# A few questions, mainly concerning the first few weeks home.



## JoeA92 (Feb 11, 2013)

Last year I had planned to get a companion pigeon/dove but was unable to at the time. Now that I am able to, I've been doing my research (binge reading).

So I'm planning to have her cage in my room as it's the safest (and quietest) place in the home that still gets sunlight. I have a large basement that would be perfect for exercise (I wouldn't leave her cage down there because it is rather chilly all year round and only gets sunlight through a small window. The concern is really the main floor is hazard central (small kitchen with a stove and a fridge that she could get stuck by, ceiling fan, a large sliding glass door, paintings and other high/inaccessible perches/platforms, etc. And three ways to escape all in a small amount of space (condominium)).

What is a good way to transport a new pigeon that might not trust me yet or should I keep her cage down there? 

I'm debating wing clipping, but if there is a better way that is less traumatic and gentler I'm open to it. As far as I've heard a flight suit is a bit "advanced" and some don't care for it.

Is it possible to hazard train a pigeon, in the future I would like to expand her freedom beyond the cage after I've gained her trust and potty trained her.

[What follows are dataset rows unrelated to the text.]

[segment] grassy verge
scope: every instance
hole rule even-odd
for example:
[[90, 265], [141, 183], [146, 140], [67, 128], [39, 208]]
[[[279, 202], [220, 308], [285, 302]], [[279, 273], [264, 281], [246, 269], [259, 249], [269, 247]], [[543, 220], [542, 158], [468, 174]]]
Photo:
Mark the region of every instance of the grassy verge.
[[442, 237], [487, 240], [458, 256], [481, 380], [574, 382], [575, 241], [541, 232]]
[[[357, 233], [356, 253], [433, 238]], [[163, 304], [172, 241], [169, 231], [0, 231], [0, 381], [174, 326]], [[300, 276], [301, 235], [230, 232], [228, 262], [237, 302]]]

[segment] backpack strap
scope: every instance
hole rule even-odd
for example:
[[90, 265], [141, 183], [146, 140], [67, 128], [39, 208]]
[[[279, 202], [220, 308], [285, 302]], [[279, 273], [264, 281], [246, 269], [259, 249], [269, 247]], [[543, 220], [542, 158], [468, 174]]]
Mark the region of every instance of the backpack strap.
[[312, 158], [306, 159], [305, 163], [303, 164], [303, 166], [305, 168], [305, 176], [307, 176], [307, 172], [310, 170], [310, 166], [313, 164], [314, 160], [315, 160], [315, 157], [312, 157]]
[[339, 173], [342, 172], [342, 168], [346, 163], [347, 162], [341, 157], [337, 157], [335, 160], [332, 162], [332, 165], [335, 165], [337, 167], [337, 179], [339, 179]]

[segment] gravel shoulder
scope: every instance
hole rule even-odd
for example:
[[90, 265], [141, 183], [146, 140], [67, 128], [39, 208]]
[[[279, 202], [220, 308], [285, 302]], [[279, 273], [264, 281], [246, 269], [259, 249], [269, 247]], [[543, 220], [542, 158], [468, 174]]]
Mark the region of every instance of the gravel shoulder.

So I'm excited but also nervous, as this is my first pet outside of fish in a long time 

On another note, can anyone recommend a good cage online? I know they need a fair bit of space. I was going to ask my mother if she still had a dog kennel (used to have large dogs). but I'm not sure the bar spacing would be suitable or if any residual smell would set her off. The local pet stores don't really have a good variety of bird cages, mostly for parakeets and finches, and most are taller than they are wide. 

Lastly, what kind of diet should a pigeon or dove that is a companion rather than a show or sport pigeon? I've found a couple articles about diet but I don't want to go overboard with certain nutrients if that would harm her.


----------



## spirit wings (Mar 29, 2008)

Im not sure about the potty training, some pigeons will withhold in certain spots they hang out in, like a nest box but I only have a few what I call "clean" pigeons that don't poop in their nest box as much as others, they usually go when they do at the moment, Im not sure they even think of it at some points because it would be like 20 plus times a day. 

pigeons eat pigeon grains and the food can be found or orderd from a feed store. you would have to seperate it in smaller zip locks to keep it fresh.


----------